Similarly, the molecular descriptor sets have been compared based on the original similarity values and the SRD values as well. The factorial ANOVA of the original values can be found in the Supplementary Information as Fig. S2. The original similarity values showed that the first half of the descriptor sets have better discrimination between the similarities of the groups. The SRD analysis of the active, inactive and |active-total| similarity sets provided extra information about the best descriptor sets. Figure 4 shows the factorial ANOVA result of the three cases.

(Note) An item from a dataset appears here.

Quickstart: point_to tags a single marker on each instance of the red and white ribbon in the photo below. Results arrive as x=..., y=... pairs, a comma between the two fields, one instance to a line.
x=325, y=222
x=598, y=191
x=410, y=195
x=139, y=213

Descriptor sets 3 and 8 have the smallest SRD values in all the three cases together, although the results are not consistent: where the difference between the active and total is bigger (thus the SRD value is smaller), the inactive group has a worse result. (Descriptor set 3 contains the topological indices, while descriptor set 8 contains the 2D autocorrelation descriptors.) Many descriptor sets cannot rank the |active-total| better than random, e.g., No. 1 and 21–25. Some of the descriptor sets evaluate the active and |active-total| very similarly, e.g., No. 3, 8, 11 and 28. The actives are found to be the most similar according to sets No. 1, 21, 22, 23.

Variant 2

In the case of variant 2, the same process was carried out as in the case of variant 1. First, we have compared the coincidence thresholds with the different pretreatments (rank/mean, weighted/non-weighted). Figure 5 shows the factorial ANOVA of the original similarity values. With the mean transformation, the curve has a long plateau part; then, it drops quickly, while in the case of rank normalization, the curve has an inflexion point. In this point, at 0.5–0.55, the similarity of the three groups (active, inactive, total) are the farthest: large similarity for the active set, and small similarity for the inactive and total sets. Thus, we have selected 0.50 as the coincidence threshold limit for the further SRD analysis.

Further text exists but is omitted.